The leave-one-out cross-validated correlation coefficient (\(Q_{LOO}^{2}\)) and predictive correlation coefficient (\(R_{pred}^{2}\)) were also used to indicate the internal and external validation of derived model. The model is considered to be excellent, if \(Q_{LOO}^{2}\) is equal or more than 0.942. For acceptable QSPR model, the values of \(Q_{LOO}^{2}\) and \(R_{pred}^{2}\) should be more than 0.540,43.

The statistical calculations were made using the program STATISTICA 1244.

Conclusions

The aim of the presented work was to find a simple equation expressing the dependence of the critical micelle concentration of cationic star-shaped trimeric surfactants on their geometrical structures represented by topological indices, that will allow for examining the impact of structure modifications on the cmc values and thus it can be helpful in the design of novel star-shaped cationic trimeric surfactants. Employing the polynomial regression analysis, the equation with two molecular connectivity indices was obtained. Using the obtained model, the influence of hydrophobic tails length and structure of star-shaped spacer group on the critical micelle concentration was examined.

The analysis of the influence of tails length in the range between ten and eighteen carbon atoms confirmed the experimental results and the Klevens equation45 which expresses a linear dependence of logarithm of cmc on the number of carbon atoms in the alkyl chains.

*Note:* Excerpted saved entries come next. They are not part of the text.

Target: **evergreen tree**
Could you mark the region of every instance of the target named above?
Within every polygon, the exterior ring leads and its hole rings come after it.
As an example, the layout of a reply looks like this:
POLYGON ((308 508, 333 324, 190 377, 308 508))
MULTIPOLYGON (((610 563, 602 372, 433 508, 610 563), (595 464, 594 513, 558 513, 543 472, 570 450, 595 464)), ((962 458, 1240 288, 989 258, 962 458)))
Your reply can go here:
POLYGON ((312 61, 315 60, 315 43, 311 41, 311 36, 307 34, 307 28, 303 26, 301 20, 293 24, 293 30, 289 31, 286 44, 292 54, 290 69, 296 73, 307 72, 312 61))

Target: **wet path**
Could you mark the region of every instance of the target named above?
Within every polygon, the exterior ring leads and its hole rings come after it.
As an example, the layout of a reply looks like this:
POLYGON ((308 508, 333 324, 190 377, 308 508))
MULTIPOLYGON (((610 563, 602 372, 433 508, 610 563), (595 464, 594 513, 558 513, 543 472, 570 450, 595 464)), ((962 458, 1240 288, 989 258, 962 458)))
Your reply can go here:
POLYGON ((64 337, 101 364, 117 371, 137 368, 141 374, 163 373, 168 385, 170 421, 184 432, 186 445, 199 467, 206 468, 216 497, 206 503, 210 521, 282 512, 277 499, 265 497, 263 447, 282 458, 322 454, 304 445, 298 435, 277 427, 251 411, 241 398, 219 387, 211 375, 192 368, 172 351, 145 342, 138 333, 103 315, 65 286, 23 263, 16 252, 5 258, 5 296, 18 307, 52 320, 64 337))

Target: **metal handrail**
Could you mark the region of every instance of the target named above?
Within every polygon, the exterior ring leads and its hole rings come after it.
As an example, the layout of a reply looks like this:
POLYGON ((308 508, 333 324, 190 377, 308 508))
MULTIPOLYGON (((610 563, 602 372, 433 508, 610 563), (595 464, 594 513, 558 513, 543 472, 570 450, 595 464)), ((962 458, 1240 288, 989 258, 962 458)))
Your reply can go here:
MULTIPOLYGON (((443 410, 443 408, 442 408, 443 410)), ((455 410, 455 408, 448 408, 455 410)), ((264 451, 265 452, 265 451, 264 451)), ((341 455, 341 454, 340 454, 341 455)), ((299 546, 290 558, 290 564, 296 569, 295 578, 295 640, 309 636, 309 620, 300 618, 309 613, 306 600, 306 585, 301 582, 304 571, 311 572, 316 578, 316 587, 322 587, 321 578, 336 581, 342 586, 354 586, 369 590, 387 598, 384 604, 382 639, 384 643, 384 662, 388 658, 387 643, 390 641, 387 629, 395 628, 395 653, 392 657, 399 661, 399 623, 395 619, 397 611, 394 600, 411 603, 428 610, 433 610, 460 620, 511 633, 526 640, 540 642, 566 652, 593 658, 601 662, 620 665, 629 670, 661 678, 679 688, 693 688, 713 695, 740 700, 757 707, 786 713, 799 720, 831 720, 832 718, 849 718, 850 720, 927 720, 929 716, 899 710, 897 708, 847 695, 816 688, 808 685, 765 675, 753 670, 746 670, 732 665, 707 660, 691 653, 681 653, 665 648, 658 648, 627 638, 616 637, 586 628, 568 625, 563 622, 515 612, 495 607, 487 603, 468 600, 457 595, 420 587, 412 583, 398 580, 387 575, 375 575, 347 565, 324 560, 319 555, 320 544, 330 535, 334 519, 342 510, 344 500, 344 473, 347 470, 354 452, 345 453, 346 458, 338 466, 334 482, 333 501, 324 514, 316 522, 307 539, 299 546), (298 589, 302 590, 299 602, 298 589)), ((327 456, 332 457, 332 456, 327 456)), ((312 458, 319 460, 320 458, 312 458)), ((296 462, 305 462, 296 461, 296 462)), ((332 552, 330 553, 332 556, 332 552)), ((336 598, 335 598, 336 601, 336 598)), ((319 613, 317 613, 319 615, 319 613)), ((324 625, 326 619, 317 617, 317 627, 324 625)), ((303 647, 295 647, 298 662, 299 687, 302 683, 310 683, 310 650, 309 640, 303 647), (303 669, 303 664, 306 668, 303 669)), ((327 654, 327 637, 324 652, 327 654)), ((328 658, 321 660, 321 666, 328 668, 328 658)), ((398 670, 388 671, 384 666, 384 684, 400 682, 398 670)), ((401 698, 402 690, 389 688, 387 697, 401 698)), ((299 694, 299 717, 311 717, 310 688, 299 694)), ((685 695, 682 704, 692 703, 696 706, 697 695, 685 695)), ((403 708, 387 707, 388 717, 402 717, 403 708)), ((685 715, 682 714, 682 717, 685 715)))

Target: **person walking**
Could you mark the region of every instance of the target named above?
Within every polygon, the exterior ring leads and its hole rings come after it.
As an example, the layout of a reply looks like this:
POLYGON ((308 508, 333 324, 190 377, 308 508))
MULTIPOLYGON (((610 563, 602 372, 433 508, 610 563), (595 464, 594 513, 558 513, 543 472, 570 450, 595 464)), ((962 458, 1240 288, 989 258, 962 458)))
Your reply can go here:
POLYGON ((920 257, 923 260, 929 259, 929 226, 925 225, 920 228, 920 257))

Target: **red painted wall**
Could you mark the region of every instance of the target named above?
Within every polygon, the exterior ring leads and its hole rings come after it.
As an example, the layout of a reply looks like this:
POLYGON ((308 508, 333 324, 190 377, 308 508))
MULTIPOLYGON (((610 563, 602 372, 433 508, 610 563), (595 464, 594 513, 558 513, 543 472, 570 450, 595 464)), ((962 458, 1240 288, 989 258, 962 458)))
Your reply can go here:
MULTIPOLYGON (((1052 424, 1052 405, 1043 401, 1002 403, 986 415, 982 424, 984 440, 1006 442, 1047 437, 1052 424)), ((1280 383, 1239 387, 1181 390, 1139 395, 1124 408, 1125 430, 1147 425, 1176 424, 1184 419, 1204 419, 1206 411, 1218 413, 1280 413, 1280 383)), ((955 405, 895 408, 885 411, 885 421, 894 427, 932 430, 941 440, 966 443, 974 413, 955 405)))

The analysis of star-shaped spacers with the same number of non-hydrogen atoms allows us to conclude that heteroatoms cause the increase the cmc. These results were confirmed by atomic charge analysis. Functional groups containing highly electronegativity atoms, such as oxygen or nitrogen, introduce into the spacer group the negative charges, which cause an increase in the critical micelle concentration. The spacer group analysis also reveals that the branches cause the increase the critical micelle concentration too.